Water is the best-known and most versatile solvent we have and it's widely used in water-based paints, including emulsions (for walls) and watercolor paints (for paintings). When you paint a picture with watercolors, you're using water as a solvent to dissolve some pigment on your brush that you can easily spread on the paper.
Other paints (including oil and gloss paints) use solvents made from strong organic (carbon-based) chemicals extracted from petroleum. If you leave paints sitting in tins and jars, gravity gradually separates them into their different chemical components. Typically you find the solvent sitting on top as a reasonably clear, thin fluid with the binder and pigment making up a thick, opaque sludge underneath. That's why it's always important to stir tins of paint before you use them.

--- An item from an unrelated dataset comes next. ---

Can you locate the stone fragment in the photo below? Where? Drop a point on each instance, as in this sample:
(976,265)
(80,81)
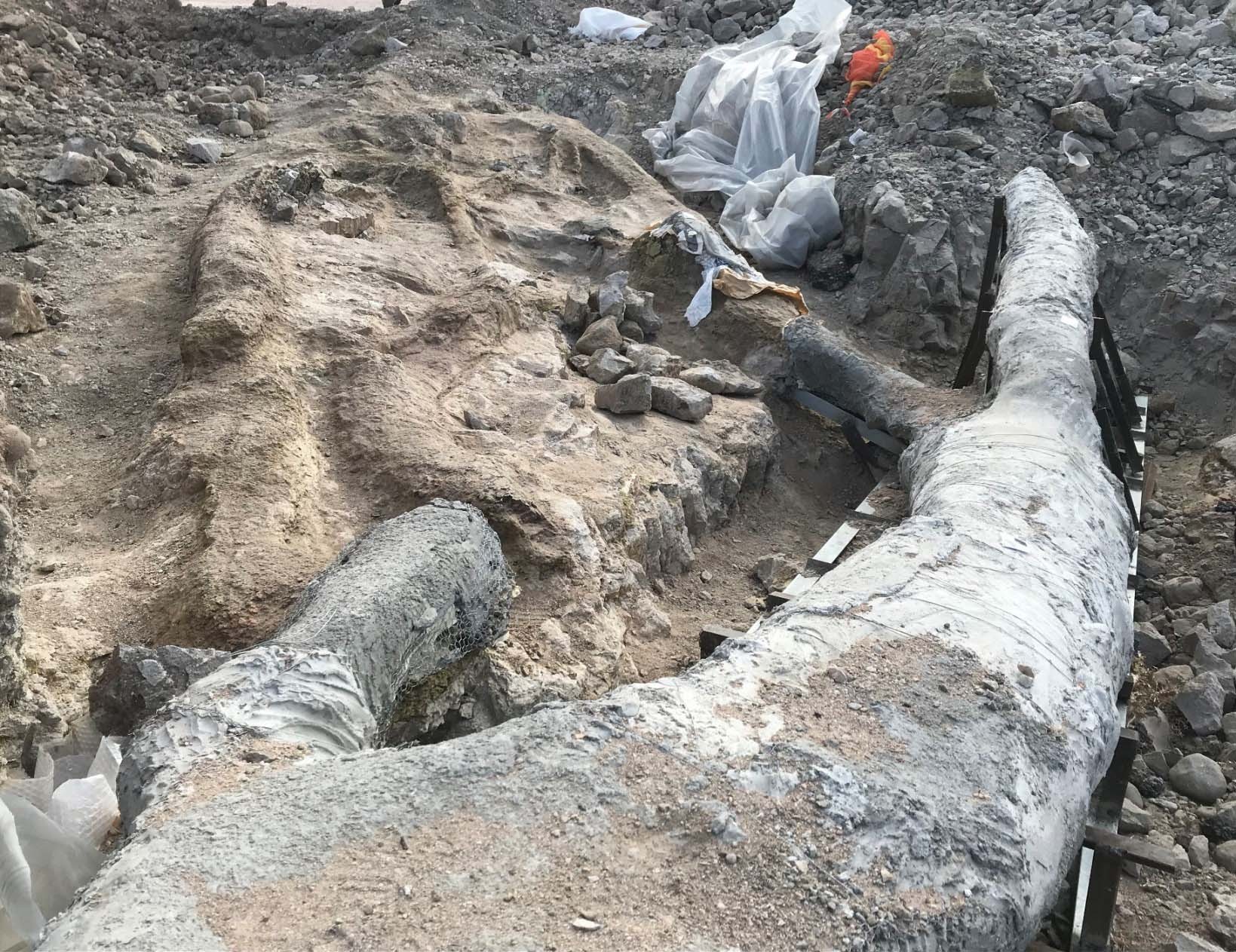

Photo: Gloss paint uses oil-based solvents so it spreads evenly. It's usually much thicker and more opaque than water-based emulsion and the oily solvents have a powerful smell that can linger for days afterward. Photo by Brian M. Brooks courtesy of US Navy and Defense Imagery.
Additives
Apart from the pigment, binder, and solvent, most paints also have chemical additives of various kinds. For example, ceramic substances can be added to paints to improve their strength and durability. Fluorescent pigments added to paints make them glow in the dark. Additives in paint designed for outdoor use can help to make things waterproof and rustproof, protect against frost or sunlight, and keep them free of mold and mildew.